Banning full face coverings will deter tourists and “will be of no use to certain groups of women,” the Swiss government said ahead of the March 7 vote.
The Swiss government on Tuesday recommended voters reject a proposal in a referendum scheduled for March 7 to ban full face coverings such as burqas and niqabs, worn by some Muslim women, saying the move would hurt tourism.
In the Swiss system of direct democracy, any proposal to amend the constitution is put to a popular vote if the supporters collect more than 100,000 signatures.
In 2009, Swiss voters backed a proposal to ban the construction of new minarets.
The Swiss cantons of St. Gallen and Ticino have already banned full coverage in regional votes, but the Swiss government has said a national constitutional ban is a bad idea.
“Very few people in Switzerland wear full face masks,” the government said in a statement.
“A national ban would undermine the sovereignty of the cantons, undermine tourism and be of no use to certain groups of women,” he said.

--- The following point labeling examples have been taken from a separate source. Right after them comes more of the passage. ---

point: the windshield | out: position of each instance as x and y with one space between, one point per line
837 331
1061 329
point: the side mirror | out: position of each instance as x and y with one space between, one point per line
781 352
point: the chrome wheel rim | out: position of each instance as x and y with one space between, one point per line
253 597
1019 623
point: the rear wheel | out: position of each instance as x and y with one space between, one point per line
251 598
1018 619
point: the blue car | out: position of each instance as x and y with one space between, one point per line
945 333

Most of the women who wear full face masks are tourists and only spend a brief time in the country, the statement added.
Montreux and other destinations around Lake Geneva, as well as Interlaken in central Switzerland, traditionally attract Muslim tourists, mainly from the wealthy Arab Gulf states.
Switzerland’s proposal also prohibits forcing someone to wear a face mask based on their gender.

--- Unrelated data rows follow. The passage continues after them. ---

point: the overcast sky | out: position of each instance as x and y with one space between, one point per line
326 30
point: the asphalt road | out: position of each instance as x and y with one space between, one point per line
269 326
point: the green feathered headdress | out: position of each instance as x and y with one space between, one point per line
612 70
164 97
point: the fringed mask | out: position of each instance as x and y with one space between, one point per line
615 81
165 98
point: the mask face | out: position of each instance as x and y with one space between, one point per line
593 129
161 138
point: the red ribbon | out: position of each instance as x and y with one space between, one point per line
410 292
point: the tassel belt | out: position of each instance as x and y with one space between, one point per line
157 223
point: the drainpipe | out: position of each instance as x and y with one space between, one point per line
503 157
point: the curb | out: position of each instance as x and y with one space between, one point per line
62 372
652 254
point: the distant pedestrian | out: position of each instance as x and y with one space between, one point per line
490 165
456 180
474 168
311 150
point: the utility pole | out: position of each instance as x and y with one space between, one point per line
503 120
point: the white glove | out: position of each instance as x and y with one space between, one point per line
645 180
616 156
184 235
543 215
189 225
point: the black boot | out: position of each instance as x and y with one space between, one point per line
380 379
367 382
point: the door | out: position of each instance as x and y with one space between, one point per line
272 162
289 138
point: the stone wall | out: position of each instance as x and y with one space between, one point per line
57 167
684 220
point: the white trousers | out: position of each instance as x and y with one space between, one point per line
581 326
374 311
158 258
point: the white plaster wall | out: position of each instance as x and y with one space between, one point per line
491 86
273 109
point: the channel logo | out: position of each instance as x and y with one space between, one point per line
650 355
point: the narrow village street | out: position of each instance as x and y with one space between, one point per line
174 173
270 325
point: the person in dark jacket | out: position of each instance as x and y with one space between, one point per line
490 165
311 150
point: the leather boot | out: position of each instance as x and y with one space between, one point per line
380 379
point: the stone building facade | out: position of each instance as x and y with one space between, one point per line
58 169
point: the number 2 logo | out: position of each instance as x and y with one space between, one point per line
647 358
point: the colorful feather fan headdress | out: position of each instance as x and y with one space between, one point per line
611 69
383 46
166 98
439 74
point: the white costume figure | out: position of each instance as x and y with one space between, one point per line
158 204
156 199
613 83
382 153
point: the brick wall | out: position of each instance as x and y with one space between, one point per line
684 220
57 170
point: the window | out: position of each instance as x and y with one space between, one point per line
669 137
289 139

The group behind the proposal – the “Egerkinger Komitee” which includes members of the right-wing Swiss People’s Party (SVP) – was also behind the 2009 decision to ban minarets, which was approved by nearly 60 percent of voters. .
Supporters of the 2009 proposal saw minarets as foreign to Swiss traditions and values.

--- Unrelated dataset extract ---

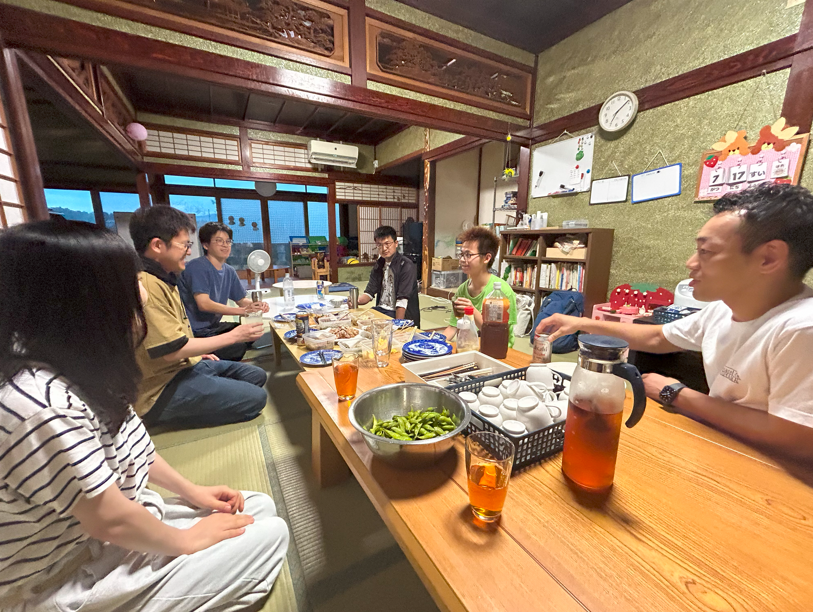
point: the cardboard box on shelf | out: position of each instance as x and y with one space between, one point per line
443 264
579 253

Muslims make up only about 5% of Switzerland’s 8.6 million inhabitants, according to official statistics.
The Swiss government has made a counter-proposal to the facial cover ban that would go into effect if voters rejected the original proposal on March 7.
This would require women wearing face masks to reveal their faces if necessary for identification in administrative offices or on public transport.
Elsewhere in Europe, France and Denmark have banned face coverings.